We are here for the latest Astros cheating allegations, even if they are just sour grapes

October 11, 2021

Carmen Mandato

Ask yourself a question: If a pitcher has a bad outing against the Houston Astros at this point in the year, and that pitcher then accuses the Astros of stealing signs, is it more likely that:

A: The Astros stole signs

or

B: That pitcher is bitter, and the fact that the Astros used to steal signs is a great excuse for him to blame somebody else for his bad pitching?

It's probably B, because even the Astros can't be audacious enough to go back to the cheating well. (Right? Right?) But we live in the age of the Big Conspiracy Theory, and so if you hate the Astros, let's indulge in one more courtesy of White Sox reliever Ryan Tepera. Tepera was actually excellent in Game 3 against the Astros in Chicago, throwing two perfect innings in a 12-6 win that helped the White Sox avoid a three-game sweep in their ALDS series. He only threw one inning over the first two games in Houston, and gave up a hit, but his team fared far worse, giving up ten hits in each game, compared to just six hits in game three, in which the Astros struck out 12 times.
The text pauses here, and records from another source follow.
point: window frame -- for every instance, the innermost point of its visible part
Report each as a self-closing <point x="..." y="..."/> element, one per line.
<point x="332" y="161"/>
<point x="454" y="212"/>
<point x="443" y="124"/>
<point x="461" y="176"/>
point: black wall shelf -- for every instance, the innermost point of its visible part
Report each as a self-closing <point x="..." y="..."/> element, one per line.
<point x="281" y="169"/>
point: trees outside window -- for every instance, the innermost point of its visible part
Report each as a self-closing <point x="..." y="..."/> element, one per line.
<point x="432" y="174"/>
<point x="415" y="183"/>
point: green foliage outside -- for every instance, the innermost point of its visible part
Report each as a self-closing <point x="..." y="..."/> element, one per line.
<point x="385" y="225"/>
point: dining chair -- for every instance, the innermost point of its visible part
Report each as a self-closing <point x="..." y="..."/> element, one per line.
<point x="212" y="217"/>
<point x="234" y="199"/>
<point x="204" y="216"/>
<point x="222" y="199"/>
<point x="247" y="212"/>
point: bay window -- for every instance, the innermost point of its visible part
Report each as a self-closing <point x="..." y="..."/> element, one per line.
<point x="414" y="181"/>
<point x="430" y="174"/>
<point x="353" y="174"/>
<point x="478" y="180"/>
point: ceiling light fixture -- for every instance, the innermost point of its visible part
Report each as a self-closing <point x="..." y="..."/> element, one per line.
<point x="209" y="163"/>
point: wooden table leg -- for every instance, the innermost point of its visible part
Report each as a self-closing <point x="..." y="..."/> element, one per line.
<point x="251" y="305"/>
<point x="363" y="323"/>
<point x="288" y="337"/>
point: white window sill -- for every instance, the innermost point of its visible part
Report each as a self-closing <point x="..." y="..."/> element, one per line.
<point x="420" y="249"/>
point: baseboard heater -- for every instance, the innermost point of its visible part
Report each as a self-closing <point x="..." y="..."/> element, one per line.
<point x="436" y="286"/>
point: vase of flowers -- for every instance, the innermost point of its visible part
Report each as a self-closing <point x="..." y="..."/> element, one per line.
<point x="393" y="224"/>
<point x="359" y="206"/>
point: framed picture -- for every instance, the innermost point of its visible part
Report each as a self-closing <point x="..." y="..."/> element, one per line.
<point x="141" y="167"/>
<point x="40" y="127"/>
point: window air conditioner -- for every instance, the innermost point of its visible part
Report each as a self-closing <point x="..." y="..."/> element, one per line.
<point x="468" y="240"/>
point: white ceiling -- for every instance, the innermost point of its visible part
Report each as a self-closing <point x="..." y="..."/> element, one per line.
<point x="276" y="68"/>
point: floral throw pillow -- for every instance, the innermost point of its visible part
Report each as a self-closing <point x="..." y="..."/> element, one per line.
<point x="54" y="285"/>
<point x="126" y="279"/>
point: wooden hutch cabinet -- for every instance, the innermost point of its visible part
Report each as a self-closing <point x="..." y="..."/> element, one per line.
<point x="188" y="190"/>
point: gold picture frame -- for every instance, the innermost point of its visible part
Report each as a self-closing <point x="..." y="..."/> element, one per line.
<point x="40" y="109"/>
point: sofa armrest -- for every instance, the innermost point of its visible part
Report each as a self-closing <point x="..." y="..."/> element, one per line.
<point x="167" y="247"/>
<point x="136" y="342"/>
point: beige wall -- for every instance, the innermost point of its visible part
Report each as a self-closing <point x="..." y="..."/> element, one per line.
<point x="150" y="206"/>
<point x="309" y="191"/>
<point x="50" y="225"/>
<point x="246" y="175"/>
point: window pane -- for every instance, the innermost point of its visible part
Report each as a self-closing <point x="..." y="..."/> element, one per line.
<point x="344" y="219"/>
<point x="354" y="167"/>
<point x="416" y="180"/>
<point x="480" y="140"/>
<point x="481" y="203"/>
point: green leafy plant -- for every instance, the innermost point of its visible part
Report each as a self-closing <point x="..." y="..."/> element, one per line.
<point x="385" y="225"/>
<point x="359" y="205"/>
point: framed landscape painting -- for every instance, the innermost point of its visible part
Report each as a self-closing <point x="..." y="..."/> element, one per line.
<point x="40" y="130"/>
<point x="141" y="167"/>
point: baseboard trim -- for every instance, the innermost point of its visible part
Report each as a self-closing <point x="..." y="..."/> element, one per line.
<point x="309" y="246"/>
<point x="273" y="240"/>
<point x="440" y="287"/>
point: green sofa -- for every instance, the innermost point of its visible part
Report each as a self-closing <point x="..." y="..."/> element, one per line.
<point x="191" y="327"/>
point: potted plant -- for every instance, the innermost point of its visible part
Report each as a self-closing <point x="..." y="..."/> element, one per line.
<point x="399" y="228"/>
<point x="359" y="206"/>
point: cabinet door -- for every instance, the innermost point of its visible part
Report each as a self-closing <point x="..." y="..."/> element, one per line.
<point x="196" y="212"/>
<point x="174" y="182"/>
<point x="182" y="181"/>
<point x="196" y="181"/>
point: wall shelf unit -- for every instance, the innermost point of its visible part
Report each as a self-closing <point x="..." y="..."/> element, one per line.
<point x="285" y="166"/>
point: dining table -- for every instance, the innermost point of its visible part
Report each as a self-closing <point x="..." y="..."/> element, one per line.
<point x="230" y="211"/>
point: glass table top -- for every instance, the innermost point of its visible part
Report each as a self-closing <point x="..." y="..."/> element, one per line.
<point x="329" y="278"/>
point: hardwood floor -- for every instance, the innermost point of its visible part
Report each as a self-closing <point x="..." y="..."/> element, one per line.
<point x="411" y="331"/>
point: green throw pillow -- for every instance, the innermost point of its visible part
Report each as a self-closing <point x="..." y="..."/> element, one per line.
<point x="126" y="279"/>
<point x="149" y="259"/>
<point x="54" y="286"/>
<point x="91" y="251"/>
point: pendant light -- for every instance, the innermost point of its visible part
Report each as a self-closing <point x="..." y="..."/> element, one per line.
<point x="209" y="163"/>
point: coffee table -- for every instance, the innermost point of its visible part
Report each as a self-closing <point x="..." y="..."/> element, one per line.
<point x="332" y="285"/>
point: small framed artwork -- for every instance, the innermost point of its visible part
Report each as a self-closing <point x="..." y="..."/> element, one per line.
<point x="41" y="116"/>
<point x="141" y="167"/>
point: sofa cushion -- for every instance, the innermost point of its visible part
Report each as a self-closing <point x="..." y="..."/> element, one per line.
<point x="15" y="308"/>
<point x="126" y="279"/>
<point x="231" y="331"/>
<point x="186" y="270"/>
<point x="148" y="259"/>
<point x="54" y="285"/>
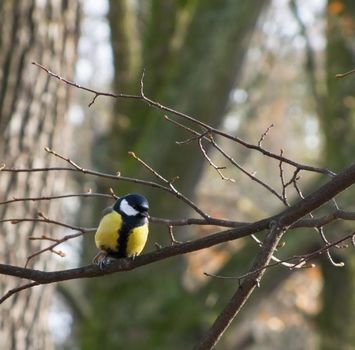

Now, granted, these are marginal differences over a very small sample size. And yet, Tepera went there:

"They've obviously had a reputation of doing some sketchy stuff over there," he said. "It's just, we can say that it's a little bit of a difference. I think you saw the swings and misses tonight compared to, you know, the first two games at Minute Maid."

If you somehow missed this story the first time around, the Astros used cameras to steal signs in 2017 and 2018, and conveyed those signs to batters by means of banging trash cans and other signals. They won a World Series in '17, and when it was discovered, the manager and GM were fired while players were granted immunity.

That was bad, but the idea they'd be doing it again? It's honestly pretty preposterous. Nevertheless, it was equally preposterous that their World Series ring wasn't taken away, and that the vast majority of players and coaches and executives involved in the cheating got off with no punishment. The only way most of them were held to account was in the court of public opinion, i.e. a few boos and heckles here and there. If accusations like Tepera's are part of that secondary punishment, well...true or not, that's part of the deal.

As for actual evidence? It's pretty scant. Gone are the outrageous home/away splits from '17, and today the Astros are fairly normal by comparison to other teams. In an attempt to be totally objective, our guess is that Tepera is wrong and the Astros are clean. But in terms of the greater truth, which is that as the Astros were cheats and should be thought of that way for all eternity, Tepera is a messenger of the deeper truth. Preach on, brother.